Protobuf¶
Zero-dependency proto3 encoder/decoder using Python dataclass schemas -- stdlib only, Python 3.10+.
Replaces:
protobuf(google),betterproto
Overview¶
The protobuf module encodes and decodes Protocol Buffers (proto3) wire format using plain Python dataclasses as message schemas. No protoc compiler, no .proto files, no C extensions.
| File | Description | Dependencies |
|---|---|---|
protobuf/protobuf.py |
Proto3 encoder/decoder | None (stdlib only) |
Key Features¶
- Dataclass schemas — define messages with
@messagedecorator +field(number) - Full proto3 scalar support — int32/64, uint32/64, sint32/64, fixed32/64, sfixed32/64, float32, double, bool, string, bytes
- Composite types — nested messages,
repeated[T],map_field[K, V], enums (IntEnum) - Oneof groups — field grouping via
oneof="group_name"parameter - Proto3 semantics — zero-value fields not serialized, packed repeated scalars by default
- Unknown field preservation — unknown fields survive parse → serialize round-trips
- Dict conversion —
to_dict()/from_dict()for JSON-friendly representation - Size calculation —
byte_size()computes serialized size without allocating bytes - No codegen — no
.protofiles, noprotoc, no build step
How to Use in Your Project¶
Usage Examples¶
Basic Message¶
from protobuf import message, field, int32
@message
class Person:
name: str = field(1)
id: int32 = field(2)
email: str = field(3)
person = Person(name="Alice", id=123, email="alice@example.com")
data = person.serialize() # bytes
parsed = Person.parse(data) # Person instance
print(parsed.name) # "Alice"
All Scalar Types¶
from protobuf import (
message, field,
int32, int64, uint32, uint64, sint32, sint64,
fixed32, fixed64, sfixed32, sfixed64,
float32, double, bool_,
)
@message
class Scalars:
a: int32 = field(1) # varint, 32-bit signed
b: int64 = field(2) # varint, 64-bit signed
c: uint32 = field(3) # varint, 32-bit unsigned
d: uint64 = field(4) # varint, 64-bit unsigned
e: sint32 = field(5) # varint + ZigZag, 32-bit
f: sint64 = field(6) # varint + ZigZag, 64-bit
g: fixed32 = field(7) # 4-byte little-endian unsigned
h: fixed64 = field(8) # 8-byte little-endian unsigned
i: sfixed32 = field(9) # 4-byte little-endian signed
j: sfixed64 = field(10) # 8-byte little-endian signed
k: float32 = field(11) # 4-byte IEEE 754
l: double = field(12) # 8-byte IEEE 754
m: bool_ = field(13) # varint (0 or 1)
n: str = field(14) # UTF-8 length-delimited
o: bytes = field(15) # raw length-delimited
Nested Messages¶
@message
class Address:
street: str = field(1)
city: str = field(2)
@message
class Company:
name: str = field(1)
address: Address = field(2)
company = Company(name="Acme", address=Address(street="123 Main St", city="Springfield"))
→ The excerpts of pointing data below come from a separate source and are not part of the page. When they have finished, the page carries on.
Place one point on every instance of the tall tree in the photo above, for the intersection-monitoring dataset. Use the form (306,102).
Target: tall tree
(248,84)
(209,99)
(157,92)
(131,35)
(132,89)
data = company.serialize()
parsed = Company.parse(data)
print(parsed.address.city) # "Springfield"
Repeated Fields¶
from protobuf import message, field, int32, repeated
@message
class NumberList:
values: repeated[int32] = field(1) # packed encoding
names: repeated[str] = field(2) # length-delimited per element
obj = NumberList(values=[1, 2, 3, 4, 5], names=["a", "b", "c"])
parsed = NumberList.parse(obj.serialize())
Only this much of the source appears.